Long-Range EVs Are the Antithesis of Efficiency and Sustainability - jajag
https://seekingalpha.com/article/4271072-long-range-evs-antithesis-efficiency-sustainability
======
tomohawk
For me and several people I know, EVs have yet to reach a minimum utility
level where we would consider purchasing them.

I can get any old gas powered vehicle with 500 mile range. It will have that
range on a 5 minute "charge". When the temperature is 5 degrees F (not balmy
california coastal temps). It will do so with a 5 year old storage system
(tank). In fact, the storage system will not degrade over time.

And the price of the gas powered vehicle with much better utility?

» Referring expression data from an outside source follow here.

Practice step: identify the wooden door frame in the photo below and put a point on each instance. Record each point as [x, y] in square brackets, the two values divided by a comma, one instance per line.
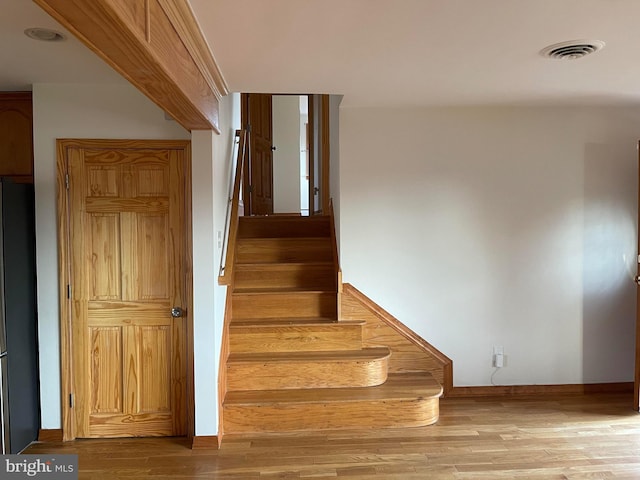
[64, 273]
[636, 381]
[325, 149]
[324, 140]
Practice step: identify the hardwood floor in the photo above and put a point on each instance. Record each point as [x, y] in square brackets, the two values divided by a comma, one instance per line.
[563, 437]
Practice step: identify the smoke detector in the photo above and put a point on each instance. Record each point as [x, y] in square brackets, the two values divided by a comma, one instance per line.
[572, 50]
[44, 34]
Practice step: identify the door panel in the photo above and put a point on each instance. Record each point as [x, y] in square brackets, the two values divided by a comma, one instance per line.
[260, 143]
[126, 225]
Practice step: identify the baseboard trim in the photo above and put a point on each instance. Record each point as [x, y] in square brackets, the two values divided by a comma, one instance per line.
[50, 435]
[205, 442]
[521, 390]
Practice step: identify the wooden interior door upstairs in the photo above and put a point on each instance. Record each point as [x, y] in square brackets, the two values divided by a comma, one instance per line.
[126, 217]
[259, 117]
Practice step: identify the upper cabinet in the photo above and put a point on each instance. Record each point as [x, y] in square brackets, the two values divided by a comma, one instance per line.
[16, 136]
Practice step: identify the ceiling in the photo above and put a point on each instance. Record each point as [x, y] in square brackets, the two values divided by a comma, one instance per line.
[25, 61]
[378, 52]
[426, 52]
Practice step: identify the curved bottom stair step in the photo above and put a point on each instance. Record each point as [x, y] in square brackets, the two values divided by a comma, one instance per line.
[404, 400]
[295, 335]
[294, 370]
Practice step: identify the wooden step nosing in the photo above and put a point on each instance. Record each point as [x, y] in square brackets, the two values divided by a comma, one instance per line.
[328, 400]
[299, 323]
[398, 387]
[284, 291]
[269, 265]
[368, 355]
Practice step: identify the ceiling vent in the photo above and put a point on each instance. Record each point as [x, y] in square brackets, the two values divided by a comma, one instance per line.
[573, 49]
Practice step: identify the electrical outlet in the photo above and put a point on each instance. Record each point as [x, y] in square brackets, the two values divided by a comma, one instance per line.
[498, 358]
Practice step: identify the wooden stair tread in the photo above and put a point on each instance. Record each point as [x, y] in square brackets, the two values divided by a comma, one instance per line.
[291, 290]
[285, 226]
[312, 356]
[291, 322]
[284, 265]
[398, 387]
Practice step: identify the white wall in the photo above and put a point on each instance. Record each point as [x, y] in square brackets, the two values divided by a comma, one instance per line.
[211, 160]
[334, 151]
[75, 111]
[286, 158]
[506, 226]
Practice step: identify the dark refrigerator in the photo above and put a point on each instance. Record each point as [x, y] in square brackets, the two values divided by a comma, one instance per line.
[20, 412]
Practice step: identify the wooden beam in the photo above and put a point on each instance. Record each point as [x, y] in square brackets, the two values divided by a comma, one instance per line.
[157, 46]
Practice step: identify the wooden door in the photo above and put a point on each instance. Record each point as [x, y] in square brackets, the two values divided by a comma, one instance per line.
[16, 136]
[258, 118]
[126, 227]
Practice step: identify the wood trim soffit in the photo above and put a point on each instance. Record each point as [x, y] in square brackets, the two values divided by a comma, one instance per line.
[155, 47]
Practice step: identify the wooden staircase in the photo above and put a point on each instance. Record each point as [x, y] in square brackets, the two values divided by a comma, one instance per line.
[292, 365]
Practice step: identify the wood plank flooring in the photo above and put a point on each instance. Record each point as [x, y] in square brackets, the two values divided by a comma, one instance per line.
[559, 437]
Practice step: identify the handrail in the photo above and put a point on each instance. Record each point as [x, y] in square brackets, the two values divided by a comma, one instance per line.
[231, 223]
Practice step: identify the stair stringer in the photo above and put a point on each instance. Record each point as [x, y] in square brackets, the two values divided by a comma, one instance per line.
[409, 351]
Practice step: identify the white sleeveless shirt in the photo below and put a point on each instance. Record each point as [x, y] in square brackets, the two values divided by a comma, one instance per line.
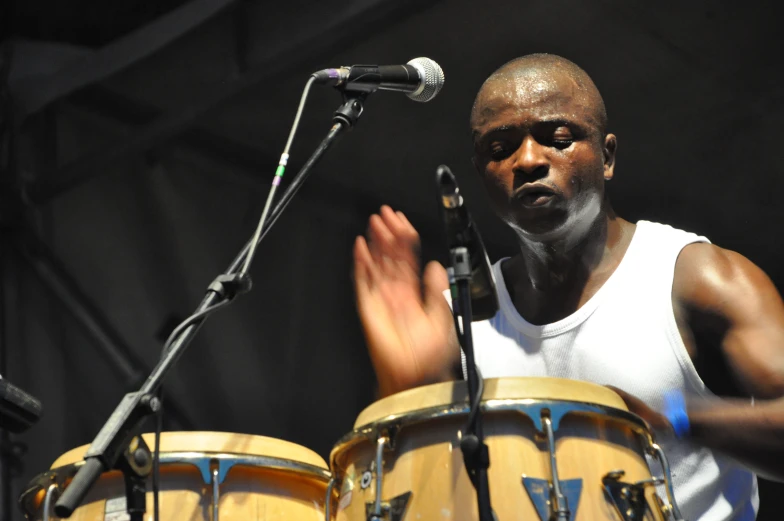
[626, 336]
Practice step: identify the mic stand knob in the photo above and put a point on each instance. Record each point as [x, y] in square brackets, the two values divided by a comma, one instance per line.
[136, 465]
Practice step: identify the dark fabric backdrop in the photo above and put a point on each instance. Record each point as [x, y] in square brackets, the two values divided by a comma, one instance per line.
[693, 93]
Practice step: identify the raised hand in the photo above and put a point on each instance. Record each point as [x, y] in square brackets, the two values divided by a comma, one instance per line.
[408, 325]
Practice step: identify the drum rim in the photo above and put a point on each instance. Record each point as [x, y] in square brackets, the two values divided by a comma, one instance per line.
[58, 476]
[394, 422]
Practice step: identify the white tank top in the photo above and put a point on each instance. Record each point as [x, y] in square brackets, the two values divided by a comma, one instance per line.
[626, 336]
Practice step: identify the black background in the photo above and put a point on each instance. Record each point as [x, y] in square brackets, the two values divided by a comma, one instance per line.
[142, 160]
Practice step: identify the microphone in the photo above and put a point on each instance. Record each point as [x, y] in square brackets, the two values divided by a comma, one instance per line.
[18, 410]
[421, 78]
[462, 232]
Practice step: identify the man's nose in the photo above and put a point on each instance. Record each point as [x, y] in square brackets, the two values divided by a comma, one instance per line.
[531, 159]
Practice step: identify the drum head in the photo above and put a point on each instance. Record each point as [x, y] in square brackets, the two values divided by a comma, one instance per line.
[448, 393]
[216, 443]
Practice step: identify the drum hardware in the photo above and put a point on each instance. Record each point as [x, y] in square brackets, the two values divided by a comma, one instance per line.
[670, 508]
[628, 498]
[375, 514]
[50, 493]
[552, 497]
[200, 483]
[560, 503]
[394, 509]
[328, 500]
[541, 493]
[215, 494]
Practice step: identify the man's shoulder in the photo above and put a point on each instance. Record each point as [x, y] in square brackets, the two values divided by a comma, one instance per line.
[710, 277]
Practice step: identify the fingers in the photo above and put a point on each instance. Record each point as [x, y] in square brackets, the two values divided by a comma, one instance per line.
[390, 234]
[436, 282]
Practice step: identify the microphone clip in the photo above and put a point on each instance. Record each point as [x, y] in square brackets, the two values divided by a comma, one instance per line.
[229, 286]
[351, 109]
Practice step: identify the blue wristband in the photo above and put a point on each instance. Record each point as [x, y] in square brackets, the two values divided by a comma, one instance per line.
[675, 411]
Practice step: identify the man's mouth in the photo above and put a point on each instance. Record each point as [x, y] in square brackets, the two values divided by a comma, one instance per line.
[534, 195]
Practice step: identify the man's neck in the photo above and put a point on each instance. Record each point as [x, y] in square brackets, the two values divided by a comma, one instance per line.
[551, 279]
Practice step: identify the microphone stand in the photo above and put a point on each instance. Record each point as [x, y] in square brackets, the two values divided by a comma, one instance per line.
[476, 456]
[115, 438]
[463, 239]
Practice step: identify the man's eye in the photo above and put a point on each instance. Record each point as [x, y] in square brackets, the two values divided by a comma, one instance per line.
[562, 138]
[498, 151]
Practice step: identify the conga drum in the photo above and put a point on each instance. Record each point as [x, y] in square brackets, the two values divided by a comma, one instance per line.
[559, 449]
[204, 476]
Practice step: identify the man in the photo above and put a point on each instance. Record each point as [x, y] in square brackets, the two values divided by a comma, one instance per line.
[645, 308]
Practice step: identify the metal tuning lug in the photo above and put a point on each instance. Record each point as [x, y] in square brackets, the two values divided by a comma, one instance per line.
[628, 498]
[393, 510]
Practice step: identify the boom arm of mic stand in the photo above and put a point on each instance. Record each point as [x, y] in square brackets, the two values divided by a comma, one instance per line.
[115, 435]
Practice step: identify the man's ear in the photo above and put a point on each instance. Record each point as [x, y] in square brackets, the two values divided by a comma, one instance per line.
[609, 149]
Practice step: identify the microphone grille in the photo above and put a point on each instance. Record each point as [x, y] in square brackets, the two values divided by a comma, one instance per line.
[432, 79]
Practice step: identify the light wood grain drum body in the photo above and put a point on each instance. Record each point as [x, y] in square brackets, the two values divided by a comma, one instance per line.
[416, 437]
[257, 478]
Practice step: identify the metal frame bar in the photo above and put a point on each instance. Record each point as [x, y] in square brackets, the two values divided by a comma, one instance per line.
[289, 57]
[94, 324]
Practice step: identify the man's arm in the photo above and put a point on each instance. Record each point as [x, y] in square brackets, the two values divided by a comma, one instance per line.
[747, 315]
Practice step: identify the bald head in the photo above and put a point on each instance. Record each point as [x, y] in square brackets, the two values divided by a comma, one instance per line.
[529, 78]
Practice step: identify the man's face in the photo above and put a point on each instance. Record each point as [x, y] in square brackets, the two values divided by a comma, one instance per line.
[538, 148]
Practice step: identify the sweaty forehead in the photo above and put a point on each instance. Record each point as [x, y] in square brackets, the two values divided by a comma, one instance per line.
[538, 93]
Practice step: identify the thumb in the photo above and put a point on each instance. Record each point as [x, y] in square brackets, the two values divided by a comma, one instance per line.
[436, 282]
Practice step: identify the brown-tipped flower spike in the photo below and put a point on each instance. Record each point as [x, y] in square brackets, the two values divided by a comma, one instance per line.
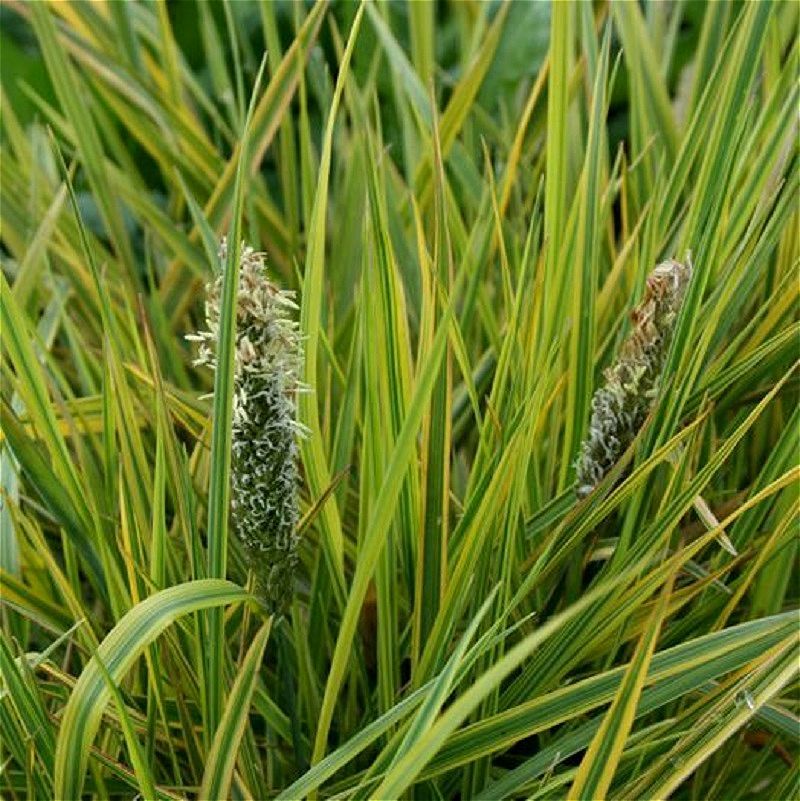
[264, 476]
[620, 407]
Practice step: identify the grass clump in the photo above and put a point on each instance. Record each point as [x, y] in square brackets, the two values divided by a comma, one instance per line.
[467, 201]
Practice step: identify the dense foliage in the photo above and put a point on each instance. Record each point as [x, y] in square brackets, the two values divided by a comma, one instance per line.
[467, 199]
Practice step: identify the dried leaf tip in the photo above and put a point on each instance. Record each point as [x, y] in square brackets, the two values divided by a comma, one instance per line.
[621, 405]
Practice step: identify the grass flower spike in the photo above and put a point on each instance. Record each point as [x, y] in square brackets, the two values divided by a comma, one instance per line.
[265, 429]
[620, 407]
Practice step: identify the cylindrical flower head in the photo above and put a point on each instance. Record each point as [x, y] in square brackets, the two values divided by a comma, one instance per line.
[620, 407]
[264, 476]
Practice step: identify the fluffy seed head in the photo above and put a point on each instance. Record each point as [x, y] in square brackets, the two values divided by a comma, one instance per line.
[264, 477]
[621, 405]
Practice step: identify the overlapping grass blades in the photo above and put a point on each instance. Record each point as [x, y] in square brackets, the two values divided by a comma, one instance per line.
[465, 261]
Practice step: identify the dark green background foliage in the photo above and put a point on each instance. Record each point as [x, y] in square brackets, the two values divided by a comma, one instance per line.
[467, 198]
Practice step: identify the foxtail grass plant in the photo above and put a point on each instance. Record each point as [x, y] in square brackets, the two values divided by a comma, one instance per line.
[511, 542]
[621, 405]
[264, 431]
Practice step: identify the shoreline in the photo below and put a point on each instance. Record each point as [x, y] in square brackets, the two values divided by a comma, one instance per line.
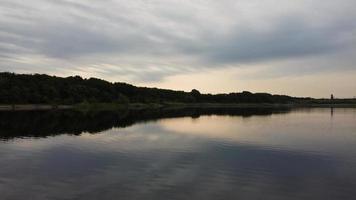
[111, 106]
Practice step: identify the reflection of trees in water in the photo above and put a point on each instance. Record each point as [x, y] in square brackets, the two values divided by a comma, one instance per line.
[15, 124]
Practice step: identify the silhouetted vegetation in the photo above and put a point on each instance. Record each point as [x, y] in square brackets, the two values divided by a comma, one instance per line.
[44, 89]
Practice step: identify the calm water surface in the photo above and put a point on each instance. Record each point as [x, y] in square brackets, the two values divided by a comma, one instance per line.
[290, 154]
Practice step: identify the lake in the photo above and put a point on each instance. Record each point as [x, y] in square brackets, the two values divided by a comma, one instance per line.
[179, 154]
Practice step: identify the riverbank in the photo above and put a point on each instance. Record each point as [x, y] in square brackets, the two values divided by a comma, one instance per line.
[113, 106]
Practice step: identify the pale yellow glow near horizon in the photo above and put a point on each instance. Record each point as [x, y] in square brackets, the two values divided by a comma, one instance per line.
[319, 85]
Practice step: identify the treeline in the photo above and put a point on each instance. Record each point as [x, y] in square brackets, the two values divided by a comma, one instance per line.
[44, 89]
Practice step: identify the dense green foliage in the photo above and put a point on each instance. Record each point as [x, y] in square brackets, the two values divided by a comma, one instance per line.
[44, 89]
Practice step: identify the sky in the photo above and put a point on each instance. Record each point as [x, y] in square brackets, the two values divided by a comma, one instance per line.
[298, 48]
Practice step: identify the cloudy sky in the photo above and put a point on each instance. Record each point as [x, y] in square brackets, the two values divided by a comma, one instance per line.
[302, 48]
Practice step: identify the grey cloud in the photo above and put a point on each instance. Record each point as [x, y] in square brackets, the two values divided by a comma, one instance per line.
[193, 34]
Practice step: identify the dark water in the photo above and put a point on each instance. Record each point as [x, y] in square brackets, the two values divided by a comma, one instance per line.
[179, 154]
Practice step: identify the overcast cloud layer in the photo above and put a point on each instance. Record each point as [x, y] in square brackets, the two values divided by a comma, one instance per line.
[148, 41]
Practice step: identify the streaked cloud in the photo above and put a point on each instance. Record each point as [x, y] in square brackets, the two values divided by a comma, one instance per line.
[149, 41]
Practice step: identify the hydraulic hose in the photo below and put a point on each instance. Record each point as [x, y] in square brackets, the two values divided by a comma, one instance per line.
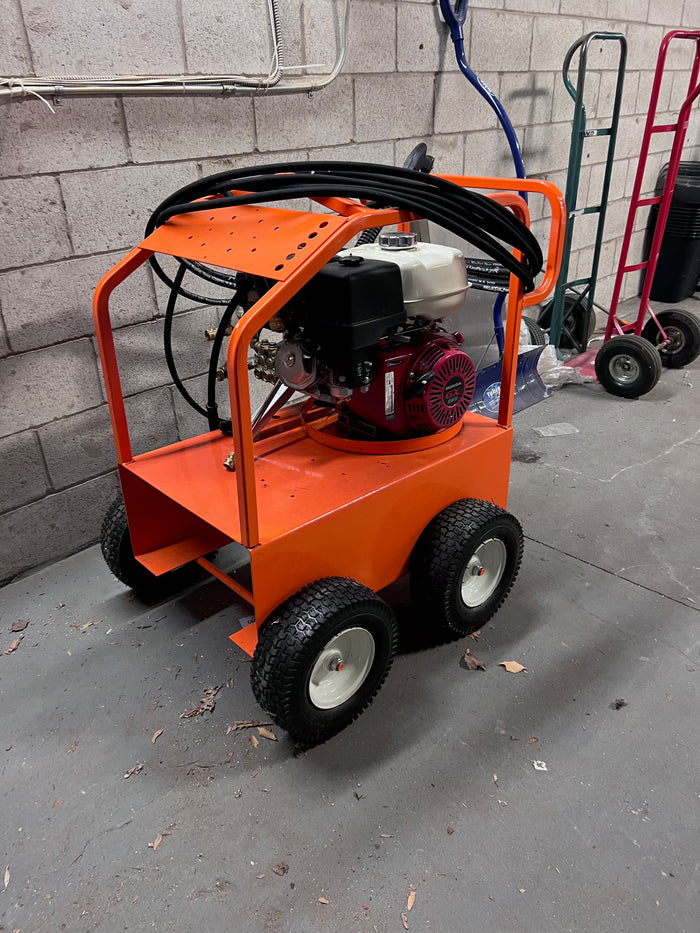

Less.

There's a lot of talk about averages in this piece. The US Air Force once went
to a lot of trouble measuring pilots. They then built an airplane cockpit that
would accommodate the average pilot. It didn't actually fit anyone.

------
bloak
The funny thing is that it's only today that EVs have to be long-range.
Probably in a few decades' time there will be charging stations _everywhere_
so you wouldn't mind having a much shorter range.

I know some people drive across the wilderness, but I personally almost never
drive anywhere that isn't within a hundred metres of mains electricity. How
hard would it be to add a metered tap everywhere where someone might need it?

(OK, speed of charging might still be a problem.)